Rodriguez, with his curveball not working, went at Hedges with a first-pitch slider. Hedges, clearly on it, hit another line drive, this one with a 103.4 mph exit velocity towards the hole at short. Statcast gave it a .710 expected batting average, but Harold Castro, giving Javier Báez a night off at shortstop, stretched out for a diving grab to end the inning.
Rodriguez had survived the immediate threat, but still, Castro seemed to have a better chance of pitching the ninth inning then Rodriguez did of pitching the sixth. The next time Hedges stepped to the plate, though, Rodriguez was working smoothly, inducing a comebacker for a double play in the sixth.
“There’s going to be that sticking point in every game, especially with young guys like Elvin,” catcher Eric Haase said. “It’s good to see him make those adjustments and continue to eat innings for us after the damage. He went out there and gave us three more strong innings. That’s really all you can ask for from him.”
Only a two-out walk to No. 9 hitter Myles Straw prevented Rodriguez from a quality start; he finished with 5 2/3 innings of three-run ball. It meant nothing in the outcome, as Tigers hitters swung and missed on McKenzie’s way to a career-high 12 strikeouts. It meant plenty for Rodriguez, for whom the outing was a much-needed assurance that he can pitch at this level. With a little refinement, he can pitch even more effectively.
“I just told him I was proud of how he responded to the outing,” Hinch said. “Based on how he was the last time, he didn’t back down. He got out of a couple crucial jams to keep us in the game, where it could’ve broke open like it has in the past.”
Rodriguez made Detroit’s Opening Day roster after a rash of bullpen injuries, and jumped into a starting role in May after more injuries depleted the rotation. He was sent back to Triple-A Toledo after giving up 18 runs on 19 hits over consecutive starts against the Yankees and Blue Jays. The Yankees outing became a much-publicized display of tipping pitches.
“Basically my mindset down there in Toledo was to set up and get another opportunity,” Rodriguez said through Tigers media relations coordinator Carlos Guillen. “I knew that opportunity was going to come, but basically what I wanted to do was prepare myself for when I get the call.”
Rodriguez tweaked his curveball in his last outing for the Mud Hens in anticipation of that call. It didn’t work as hoped. Out of 10 curveballs he threw, according to Statcast, he drew no swings and only one called strike, helping put him behind in counts to more than half of his 27 batters.
“I wasn’t completely comfortable with it,” he said, “but I was working on it during the game. I have to keep working on that.
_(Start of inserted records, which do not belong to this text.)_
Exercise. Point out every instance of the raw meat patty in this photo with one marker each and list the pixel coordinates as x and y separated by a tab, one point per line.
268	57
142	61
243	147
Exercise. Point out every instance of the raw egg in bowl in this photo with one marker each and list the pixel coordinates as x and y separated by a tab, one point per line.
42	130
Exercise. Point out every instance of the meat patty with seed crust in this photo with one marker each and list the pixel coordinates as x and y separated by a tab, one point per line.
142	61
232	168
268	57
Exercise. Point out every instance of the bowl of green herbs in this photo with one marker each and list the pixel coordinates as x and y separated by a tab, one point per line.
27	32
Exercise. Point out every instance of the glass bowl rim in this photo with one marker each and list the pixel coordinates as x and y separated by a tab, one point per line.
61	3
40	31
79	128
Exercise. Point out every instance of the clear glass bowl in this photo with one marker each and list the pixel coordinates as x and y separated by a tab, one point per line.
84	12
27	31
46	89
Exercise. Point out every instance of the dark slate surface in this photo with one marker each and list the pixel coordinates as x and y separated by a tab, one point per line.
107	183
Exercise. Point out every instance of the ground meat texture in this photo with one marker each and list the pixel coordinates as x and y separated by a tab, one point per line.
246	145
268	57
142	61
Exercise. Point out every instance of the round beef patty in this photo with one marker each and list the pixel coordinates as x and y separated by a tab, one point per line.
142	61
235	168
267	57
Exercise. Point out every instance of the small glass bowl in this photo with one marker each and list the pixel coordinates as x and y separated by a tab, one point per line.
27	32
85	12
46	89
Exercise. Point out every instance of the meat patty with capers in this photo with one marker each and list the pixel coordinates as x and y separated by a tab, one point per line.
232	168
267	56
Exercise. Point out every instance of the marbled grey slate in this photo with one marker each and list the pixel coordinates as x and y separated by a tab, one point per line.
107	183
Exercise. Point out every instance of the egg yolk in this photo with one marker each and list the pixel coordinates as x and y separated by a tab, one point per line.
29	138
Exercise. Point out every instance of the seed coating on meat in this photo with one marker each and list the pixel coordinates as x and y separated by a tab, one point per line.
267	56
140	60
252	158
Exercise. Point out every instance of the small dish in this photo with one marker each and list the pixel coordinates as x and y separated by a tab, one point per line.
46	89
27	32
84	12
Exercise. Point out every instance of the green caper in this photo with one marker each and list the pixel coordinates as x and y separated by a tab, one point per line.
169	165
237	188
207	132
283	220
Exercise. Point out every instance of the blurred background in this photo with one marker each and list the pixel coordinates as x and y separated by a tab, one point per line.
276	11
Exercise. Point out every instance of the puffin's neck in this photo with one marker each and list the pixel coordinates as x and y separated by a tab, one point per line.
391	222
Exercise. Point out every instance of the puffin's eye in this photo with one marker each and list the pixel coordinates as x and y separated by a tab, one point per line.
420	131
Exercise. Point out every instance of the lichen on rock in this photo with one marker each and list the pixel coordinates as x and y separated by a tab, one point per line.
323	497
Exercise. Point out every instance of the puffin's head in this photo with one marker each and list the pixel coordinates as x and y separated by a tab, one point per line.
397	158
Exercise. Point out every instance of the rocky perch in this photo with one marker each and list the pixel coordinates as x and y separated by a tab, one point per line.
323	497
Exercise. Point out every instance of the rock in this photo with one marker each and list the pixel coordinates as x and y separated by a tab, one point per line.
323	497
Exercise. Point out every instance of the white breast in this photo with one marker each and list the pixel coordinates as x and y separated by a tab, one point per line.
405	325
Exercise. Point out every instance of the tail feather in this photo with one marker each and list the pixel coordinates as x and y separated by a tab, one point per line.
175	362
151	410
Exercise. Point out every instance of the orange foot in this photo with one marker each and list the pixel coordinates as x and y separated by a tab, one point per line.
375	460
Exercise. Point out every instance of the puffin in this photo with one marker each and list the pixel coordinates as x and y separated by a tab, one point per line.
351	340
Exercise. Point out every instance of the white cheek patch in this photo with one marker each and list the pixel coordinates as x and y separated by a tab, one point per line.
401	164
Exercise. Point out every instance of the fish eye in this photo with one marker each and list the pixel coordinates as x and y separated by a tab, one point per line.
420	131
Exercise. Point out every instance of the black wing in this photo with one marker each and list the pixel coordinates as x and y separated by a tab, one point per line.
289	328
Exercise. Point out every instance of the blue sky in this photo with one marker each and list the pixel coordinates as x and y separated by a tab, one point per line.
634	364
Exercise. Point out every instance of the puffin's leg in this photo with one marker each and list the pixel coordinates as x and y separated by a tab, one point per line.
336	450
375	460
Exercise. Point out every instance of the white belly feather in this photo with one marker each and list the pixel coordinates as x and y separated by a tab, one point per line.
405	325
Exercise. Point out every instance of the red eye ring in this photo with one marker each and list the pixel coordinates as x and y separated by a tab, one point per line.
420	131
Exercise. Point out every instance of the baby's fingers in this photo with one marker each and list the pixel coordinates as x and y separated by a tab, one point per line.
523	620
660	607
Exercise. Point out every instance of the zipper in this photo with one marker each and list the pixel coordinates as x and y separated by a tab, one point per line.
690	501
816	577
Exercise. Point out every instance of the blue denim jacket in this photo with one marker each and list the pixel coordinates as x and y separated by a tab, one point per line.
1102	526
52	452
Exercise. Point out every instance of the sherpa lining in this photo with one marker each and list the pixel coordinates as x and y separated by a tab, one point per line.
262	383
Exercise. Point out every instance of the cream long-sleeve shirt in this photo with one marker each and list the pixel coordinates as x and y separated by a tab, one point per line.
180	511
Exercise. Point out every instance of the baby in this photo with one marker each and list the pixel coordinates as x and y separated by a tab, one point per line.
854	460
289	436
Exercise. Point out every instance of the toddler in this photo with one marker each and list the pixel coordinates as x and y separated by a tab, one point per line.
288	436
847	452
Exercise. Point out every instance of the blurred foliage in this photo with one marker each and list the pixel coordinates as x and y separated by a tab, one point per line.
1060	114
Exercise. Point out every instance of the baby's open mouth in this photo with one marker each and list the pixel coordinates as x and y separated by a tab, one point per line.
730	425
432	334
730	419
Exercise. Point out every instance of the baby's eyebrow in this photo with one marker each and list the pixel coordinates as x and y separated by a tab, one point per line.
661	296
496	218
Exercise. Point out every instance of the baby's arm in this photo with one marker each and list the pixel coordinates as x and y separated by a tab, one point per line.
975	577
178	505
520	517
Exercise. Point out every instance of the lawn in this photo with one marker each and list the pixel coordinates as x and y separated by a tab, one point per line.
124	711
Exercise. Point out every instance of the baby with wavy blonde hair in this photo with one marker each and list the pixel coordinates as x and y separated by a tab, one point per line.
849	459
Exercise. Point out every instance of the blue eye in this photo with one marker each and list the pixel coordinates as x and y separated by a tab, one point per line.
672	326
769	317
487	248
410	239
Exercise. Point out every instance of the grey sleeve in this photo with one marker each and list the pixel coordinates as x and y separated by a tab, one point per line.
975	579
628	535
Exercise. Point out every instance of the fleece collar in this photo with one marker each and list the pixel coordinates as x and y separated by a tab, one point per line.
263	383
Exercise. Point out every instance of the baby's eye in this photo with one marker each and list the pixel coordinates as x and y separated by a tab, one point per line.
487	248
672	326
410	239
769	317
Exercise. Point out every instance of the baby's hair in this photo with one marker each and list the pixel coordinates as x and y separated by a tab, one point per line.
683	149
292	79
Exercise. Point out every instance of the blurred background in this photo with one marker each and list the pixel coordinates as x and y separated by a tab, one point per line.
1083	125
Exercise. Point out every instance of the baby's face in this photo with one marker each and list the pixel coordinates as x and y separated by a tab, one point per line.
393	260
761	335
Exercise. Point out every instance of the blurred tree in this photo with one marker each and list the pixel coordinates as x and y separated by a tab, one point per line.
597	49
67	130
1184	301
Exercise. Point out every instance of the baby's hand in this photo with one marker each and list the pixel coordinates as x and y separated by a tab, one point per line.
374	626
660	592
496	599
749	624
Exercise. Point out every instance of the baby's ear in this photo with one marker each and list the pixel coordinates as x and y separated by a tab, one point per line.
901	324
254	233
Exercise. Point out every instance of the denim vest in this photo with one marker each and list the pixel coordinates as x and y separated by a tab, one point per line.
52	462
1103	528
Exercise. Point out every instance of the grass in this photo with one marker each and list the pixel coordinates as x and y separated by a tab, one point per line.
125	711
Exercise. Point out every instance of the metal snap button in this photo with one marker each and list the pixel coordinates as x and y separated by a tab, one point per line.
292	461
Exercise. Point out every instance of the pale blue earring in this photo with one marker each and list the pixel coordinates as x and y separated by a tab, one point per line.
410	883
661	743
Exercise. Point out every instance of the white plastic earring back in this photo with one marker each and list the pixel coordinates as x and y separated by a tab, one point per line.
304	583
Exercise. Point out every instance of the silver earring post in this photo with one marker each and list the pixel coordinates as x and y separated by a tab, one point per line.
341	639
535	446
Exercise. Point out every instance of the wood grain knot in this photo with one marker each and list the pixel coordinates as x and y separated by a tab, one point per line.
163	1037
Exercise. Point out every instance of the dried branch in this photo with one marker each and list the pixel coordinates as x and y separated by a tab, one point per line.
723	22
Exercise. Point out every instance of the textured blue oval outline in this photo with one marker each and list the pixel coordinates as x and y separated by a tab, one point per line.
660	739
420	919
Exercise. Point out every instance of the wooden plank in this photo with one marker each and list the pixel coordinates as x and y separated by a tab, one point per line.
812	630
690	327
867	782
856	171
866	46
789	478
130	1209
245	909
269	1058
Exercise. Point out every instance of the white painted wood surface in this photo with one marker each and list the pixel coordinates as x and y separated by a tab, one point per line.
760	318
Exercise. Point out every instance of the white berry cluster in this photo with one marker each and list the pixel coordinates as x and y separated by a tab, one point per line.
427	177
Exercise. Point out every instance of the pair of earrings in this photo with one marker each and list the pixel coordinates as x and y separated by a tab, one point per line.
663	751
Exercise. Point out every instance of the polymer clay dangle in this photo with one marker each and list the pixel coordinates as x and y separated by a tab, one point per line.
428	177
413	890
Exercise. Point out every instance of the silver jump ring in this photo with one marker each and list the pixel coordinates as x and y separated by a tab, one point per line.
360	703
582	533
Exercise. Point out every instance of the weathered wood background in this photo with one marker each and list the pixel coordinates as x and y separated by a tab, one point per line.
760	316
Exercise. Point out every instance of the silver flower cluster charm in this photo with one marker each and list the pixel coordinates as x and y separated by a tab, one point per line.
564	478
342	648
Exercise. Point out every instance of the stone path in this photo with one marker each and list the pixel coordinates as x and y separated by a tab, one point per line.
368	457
I’ve been working on finding that spot in the release point to feel more comfortable in throwing it.”
Eventually, he saved his outing by shelving his curveball for more sliders, which drew four swings-and-misses.
“Once he made that adjustment, he made some pitches and was right back in there,” Haase said.
The Tigers optioned Rodriguez back to Toledo after the game, a planned move to make room for Jose Cisnero’s return from the injured list. But he’s all but assured to return at some point after the All-Star break. The Tigers badly need starting depth, especially with Alex Faedo still battling right hip soreness and Matt Manning just starting a rehab assignment this weekend.
Just as important, the Tigers need to figure out if the 24-year-old Rodriguez has the potential to be part of their rotation or fits more as a depth piece. The decision could come down to whether he can be consistent with his arsenal.
“Just not [be] scared to throw his stuff in the zone,” Haase said. “He’s got really good stuff. He’s up here for a reason. But when you’re giving guys free passes, it’s not good for anybody.”